Creating The Lockdown Pantry

Chef Sabyasachi Gorai on how to create a pantry that would help you wade through the three-week quarantine time, trick to replenish it and even help work with the present one.

By Madhulika Dash

Yes, we are on a lockdown for 21-days, which not only means that no ordering in, but also stocking and planning for three to four meals a day, along with a few treats, snacks and varieties. 
In other words, it is a Sunday, twenty one times repeated. So how do you plan for such an event? Do you over stock, do you buy more convenient food given that sooner or later boredom is likely to set, or do you take a week’s stock at a time, eat frugally and survive?

Happily, we do not have to do most of the things above except for stocking – and stocking right.

After all, since the time it was announced till the day you read it (hopefully soon), there would be a structure to this don’t move out madness. Where do we start? Here:

First, go weekly on your vegetable purchases: There is no point hoarding on vegetables. So eat as long as you can get fresh produce in the market – and at reasonable price. Few things can be repurposed and stored, like tomatoes and onions, do that. But I guess you already know of it.

Take love to regional masalas: When you talk about long period, the one masala that works beautifully are not in the kitchen kings and garam masala, which would have more taste if you made at home – just like the roasted cumin and dry chilly powder to add aroma and taste. If you want to store, go for a list of artisanal mixes like the Mangalorean Chicken 65, Gunpowder, Goan Vindalo and the Maharastrian coconut- garlic mix. They can be excellent tastemakers to a regular dal or chawal.

Trick to replenish add a new segment next time you visit the store.

Befriend the millets: This is a key essential in my pantry, and I have at least two or more of this – be it of foxtail millet, Sorghum, finger millet, barnyard millet, kodo millet and a quinoa. This mix allows me to stock less, have more variety and have a nutritional meal as well. In fact, since millet have a low glycemic index they keep satiated for a long time.

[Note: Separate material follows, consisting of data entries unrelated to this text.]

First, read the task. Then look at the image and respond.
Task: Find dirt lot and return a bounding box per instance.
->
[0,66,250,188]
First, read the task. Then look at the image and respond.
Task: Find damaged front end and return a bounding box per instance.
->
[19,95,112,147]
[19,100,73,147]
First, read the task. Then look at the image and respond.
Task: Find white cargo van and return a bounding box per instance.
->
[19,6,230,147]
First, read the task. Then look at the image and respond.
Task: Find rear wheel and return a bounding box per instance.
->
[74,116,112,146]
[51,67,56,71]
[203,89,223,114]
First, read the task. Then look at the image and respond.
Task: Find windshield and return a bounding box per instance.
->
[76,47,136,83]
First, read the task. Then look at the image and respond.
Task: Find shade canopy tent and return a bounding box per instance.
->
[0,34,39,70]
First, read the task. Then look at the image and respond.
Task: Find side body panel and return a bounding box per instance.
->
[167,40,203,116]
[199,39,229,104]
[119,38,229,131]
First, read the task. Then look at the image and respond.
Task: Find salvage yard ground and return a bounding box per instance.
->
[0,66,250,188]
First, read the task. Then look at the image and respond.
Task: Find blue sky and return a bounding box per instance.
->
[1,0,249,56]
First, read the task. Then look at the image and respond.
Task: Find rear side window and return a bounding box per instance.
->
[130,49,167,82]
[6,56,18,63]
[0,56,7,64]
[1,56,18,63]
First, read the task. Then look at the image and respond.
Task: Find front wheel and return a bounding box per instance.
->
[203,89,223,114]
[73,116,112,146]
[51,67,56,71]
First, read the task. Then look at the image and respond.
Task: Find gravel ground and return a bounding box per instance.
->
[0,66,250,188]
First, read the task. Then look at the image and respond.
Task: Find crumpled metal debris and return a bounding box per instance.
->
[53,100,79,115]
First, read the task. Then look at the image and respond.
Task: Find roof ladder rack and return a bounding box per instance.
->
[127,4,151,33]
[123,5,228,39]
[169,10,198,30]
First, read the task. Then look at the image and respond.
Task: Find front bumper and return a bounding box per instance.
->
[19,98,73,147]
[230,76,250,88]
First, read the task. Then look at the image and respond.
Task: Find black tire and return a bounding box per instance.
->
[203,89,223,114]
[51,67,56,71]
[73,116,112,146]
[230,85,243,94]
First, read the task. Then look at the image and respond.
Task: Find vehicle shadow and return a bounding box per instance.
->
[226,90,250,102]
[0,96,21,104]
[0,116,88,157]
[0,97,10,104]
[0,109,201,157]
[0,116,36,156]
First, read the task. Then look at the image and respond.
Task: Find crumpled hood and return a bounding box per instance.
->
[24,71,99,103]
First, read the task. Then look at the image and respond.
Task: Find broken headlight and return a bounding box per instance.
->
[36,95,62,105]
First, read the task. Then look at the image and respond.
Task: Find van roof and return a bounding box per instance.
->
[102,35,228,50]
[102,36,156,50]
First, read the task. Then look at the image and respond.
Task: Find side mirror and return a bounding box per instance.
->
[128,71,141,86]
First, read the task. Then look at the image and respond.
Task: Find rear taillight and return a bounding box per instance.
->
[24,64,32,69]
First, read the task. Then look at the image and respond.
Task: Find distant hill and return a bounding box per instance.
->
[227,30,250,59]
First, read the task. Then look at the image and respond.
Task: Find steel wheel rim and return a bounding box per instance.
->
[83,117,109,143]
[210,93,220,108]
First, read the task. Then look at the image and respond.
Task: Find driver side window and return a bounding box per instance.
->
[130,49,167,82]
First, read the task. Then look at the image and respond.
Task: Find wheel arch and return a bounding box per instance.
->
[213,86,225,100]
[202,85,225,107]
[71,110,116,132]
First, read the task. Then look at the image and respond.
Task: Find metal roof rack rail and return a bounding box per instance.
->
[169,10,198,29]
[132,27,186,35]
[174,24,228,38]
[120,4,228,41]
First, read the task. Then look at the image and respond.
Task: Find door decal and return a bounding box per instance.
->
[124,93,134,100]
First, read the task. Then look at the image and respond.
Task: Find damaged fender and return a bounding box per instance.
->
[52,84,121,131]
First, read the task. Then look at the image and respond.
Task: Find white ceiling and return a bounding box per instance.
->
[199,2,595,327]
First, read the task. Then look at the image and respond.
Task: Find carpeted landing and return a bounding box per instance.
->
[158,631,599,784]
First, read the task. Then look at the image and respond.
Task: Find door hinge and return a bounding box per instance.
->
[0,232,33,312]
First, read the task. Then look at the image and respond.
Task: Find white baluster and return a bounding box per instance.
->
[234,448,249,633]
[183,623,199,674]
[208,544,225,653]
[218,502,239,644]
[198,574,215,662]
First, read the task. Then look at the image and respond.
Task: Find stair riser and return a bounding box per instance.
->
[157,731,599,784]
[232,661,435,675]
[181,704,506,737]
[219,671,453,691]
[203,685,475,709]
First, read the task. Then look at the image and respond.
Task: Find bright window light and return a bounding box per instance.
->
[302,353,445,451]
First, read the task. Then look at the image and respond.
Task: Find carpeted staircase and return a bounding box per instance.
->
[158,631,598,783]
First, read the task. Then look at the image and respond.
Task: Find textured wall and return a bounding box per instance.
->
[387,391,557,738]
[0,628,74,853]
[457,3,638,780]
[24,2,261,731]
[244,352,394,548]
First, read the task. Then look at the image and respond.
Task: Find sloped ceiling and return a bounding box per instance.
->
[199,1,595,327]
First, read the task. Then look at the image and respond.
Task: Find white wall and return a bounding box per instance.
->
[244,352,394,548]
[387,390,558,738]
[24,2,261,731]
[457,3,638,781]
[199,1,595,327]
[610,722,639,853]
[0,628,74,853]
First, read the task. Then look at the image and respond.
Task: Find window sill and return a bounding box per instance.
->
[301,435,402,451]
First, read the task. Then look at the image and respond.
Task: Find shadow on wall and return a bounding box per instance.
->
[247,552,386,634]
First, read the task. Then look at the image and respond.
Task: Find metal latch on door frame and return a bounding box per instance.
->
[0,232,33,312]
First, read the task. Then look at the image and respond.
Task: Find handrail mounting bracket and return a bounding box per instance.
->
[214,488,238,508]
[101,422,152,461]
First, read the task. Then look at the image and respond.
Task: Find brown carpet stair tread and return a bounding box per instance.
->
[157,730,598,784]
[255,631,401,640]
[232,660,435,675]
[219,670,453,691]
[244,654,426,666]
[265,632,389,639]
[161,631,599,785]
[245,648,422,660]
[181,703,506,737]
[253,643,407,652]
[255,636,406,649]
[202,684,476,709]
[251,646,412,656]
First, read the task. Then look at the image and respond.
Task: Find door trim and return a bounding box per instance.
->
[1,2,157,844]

You need that milk, tea, coffee and chocolate: Nothing rejuvenates you like a cup of good coffee, tea or even a small square of chocolate. They have this interesting ‘tazaa’ effect. And hence are part of the essentials in my pantry. But having said that I also know how easy it is to get addicted to having quite a few cups. One way out: get the best of coffee or tea. For me, it is the good arabica from Coorg that does the work. Make your first cuppa a treat. For the rest, munch into a small bar of chocolate or try dates and walnuts.

Dry fruits and nuts: The three things that no pantry can do without is dates, walnuts and almonds. If you cannot find almonds, cashew nut too is a good idea. This trio is the best form of work munch – you know the want to keep your mouth in motion while working or in front of the TV- the fill you up a lot faster than popcorn, and excellent ingredients for butter and cream when the need arises. The one dry fruit to nuts ratio works the best as it limits your sugar and calorie too. If you want to have variety, add popped rice, puffed rice or popped lotus seed (makhana). They are great fillers. 

Gur not sugar, unrefined salt not table salt: We all known processed sugar is akin to white poison. So avoid it as much as possible, at least in your tea, coffee and wherever possible. Pick the dark colour gud, which can add an interesting twist to your dishes, especially where you want to play the tanginess. Likewise, for salt. The unrefined salt has more character and can add the punch of taste and mineral to the dishes. If you don’t find, choose rock salt or pink salt, which are better flavorants to the table salt. They are worth replenishing too.

Stave off sauces, invest in an oil and ghee definitely: Ketchup, soy and a lot of bottled sauce may look like a fascinating idea to stock, which they are. But when you are looking at a home kitchen, the few things that I have seen work well are oil ( try opting for one good neutral cooking – not palm oil) and ghee. Nothing, and I mean nothing, adds flavour to a dish like a dash of ghee. It is the only fat that is instantly soluble, can coat your tongue to make food tasty and help in digestion. For other sauces, try besara- the mustard base sauce of East India and the likes.

Overstocked, now what? First, have a cup of coffee. Rearrange the goods by the date of purchase and the expiry date on the packet. And then use them in the following order: older stock first for dry ingredients and sauces but in case of perishable, re-purpose freshest first if there is more and then consume the rest. Remember, it isn’t just about surviving or being healthy, it is sustaining through.